Ele quer ver sangue

A maioria dos 150 mil soldados que lutaram pelo lado brasileiro na Guerra do Paraguai (1864-1870) era de negros escravos. Como recompensa, cada um deles seria alforriado, caso voltasse vivo. Morreram cerca de 50 mil.

No momento presente, num eventual conflito armado com a Venezuela, por certo a maioria dos combatentes também será de gente pobre, de origem africana. E quem sabe morram os 30 mil que o candidato belicoso disse que precisa matar no Brasil, por adversas razões.

Haveria, porém, uma grande diferença: quem declarou o conflito do século XIX foi o nosso vizinho e, agora, quem está declarando são os Estados Unidos. Se entrar, o brasileiro entra como bucha de canhão. Sem dó nem piedade, pelo que tem sido apregoado, pois não seria reeditada a figura dos voluntários da pátria, criada por D. Pedro II. O convocado será obrigado a ir.

O Brasil não tem motivo algum pra brigar com a Venezuela e, caso venha a entrar em confronto, será por razões que não têm natureza diplomática. Os motivos seriam bem outros.

O Brasil só teria a perder com essa contenda. A começar pela energia elétrica que vem da hidrelétrica venezuelana de Guri e abastece o estado de Roraima, com previsão de chegar também a Manaus e boa parte do Amazonas, que será cortada. E o acesso por terra ao Caribe será bloqueado.

Ademais, devemos levar em conta que o principal rio venezuelano, o Orinoco, é um dos formadores do Negro e, portanto, do Amazonas. O Cassiquiare, deflunte do Orinoco, encontra-se com o colombiano Guainía na área conhecida como Cabeça de Cachorro, na tríplice fronteira do Brasil com Colômbia e Venezuela.

Ali é plena Planície Amazônica, que tem mais de 1.000 km de extensão no sentido oeste-leste, até chegar ao Sistema Parima de Serras, parte montanhosa da fronteira, onde estão o Pico da Neblina e o Monte Caburaí, o ponto mais setentrional do território brasileiro.

A fronteira é bem mais extensa, toda ela terrestre e habitada por boa quantidade de grupos indígenas – entre os quais os Yanomami – e outras populações tradicionais. Esse contingente, por certo, tomará partido da Venezuela.

Isso quer dizer que a passagem da rodovia asfaltada pela cidade de Pacaraima (RR), por onde têm entrado os refugiados venezuelanos, é apenas um detalhe da região fronteiriça.
Tirando o Equador, os demais sete territórios nacionais da Amazônia são limítrofes ao Brasil e, em maior ou menor escala, serão afetados por um eventual conflito. Especialmente a Guiana, o Suriname e a Guiana Francesa.
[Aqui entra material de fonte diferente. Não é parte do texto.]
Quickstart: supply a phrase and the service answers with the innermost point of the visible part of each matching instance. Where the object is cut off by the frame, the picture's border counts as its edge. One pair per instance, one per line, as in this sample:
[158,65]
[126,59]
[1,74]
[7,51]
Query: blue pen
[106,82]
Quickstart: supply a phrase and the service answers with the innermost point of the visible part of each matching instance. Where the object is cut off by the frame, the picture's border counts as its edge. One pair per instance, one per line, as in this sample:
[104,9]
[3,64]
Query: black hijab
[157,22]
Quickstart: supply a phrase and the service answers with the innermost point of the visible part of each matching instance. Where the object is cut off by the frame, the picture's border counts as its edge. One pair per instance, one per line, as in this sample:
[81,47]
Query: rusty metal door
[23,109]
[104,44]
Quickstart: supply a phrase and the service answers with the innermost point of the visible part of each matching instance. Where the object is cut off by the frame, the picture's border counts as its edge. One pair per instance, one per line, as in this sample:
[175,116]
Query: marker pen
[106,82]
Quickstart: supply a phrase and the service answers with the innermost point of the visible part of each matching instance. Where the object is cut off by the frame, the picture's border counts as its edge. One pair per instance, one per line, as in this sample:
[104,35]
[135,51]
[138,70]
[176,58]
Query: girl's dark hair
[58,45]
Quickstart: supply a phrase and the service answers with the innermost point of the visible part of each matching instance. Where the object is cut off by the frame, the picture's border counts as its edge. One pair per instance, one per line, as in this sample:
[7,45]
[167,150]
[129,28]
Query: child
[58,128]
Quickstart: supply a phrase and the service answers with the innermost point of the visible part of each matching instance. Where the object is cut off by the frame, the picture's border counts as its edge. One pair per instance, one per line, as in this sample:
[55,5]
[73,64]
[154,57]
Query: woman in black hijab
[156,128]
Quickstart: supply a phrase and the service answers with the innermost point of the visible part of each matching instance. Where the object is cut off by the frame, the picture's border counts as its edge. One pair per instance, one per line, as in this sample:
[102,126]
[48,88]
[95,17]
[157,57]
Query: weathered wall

A hoje esfarrapada diplomacia brasileira vai acabar se metendo na histórica disputa territorial da Venezuela com a Guiana e pode acabar sobrando também pra Guiana Francesa, que é um condado (estado) além-mar da França. Ou seja, o governo francês irá tomar satisfações.

É certo que uma guerra na região envolveria também a marinha e a aeronáutica de ambos os países, até porque Caracas, a capital bolivariana, está bem longe, lá do outro lado, à beira-mar. E quase um terço da população do país, de 32 milhões de pessoas, está na sua região metropolitana.

Há, por trás de tudo, os interesses geopolíticos dos EUA e das indústrias bélicas que financiaram as campanhas do presidente Donald Trump naquele país e do Coiso, aqui. São por demais conhecidas, por exemplo, as relações do candidato brasileiro com a Taurus, principal fabricante de armas em solo brasileiro.

Prevalece, porém, a pretensão ianque de controlar fisicamente o Caribe e toda a parte Norte da América do Sul. Fazem parte dessa estratégia o cerco a Cuba e o domínio sobre o Canal do Panamá, importante ligação dos oceanos Pacífico e Atlântico.

No entanto, vale repetir, o Brasil nada tem a ver com isso. Mas, caso haja uma possível desgraça eleitoral, a gente pode esperar pelo pior.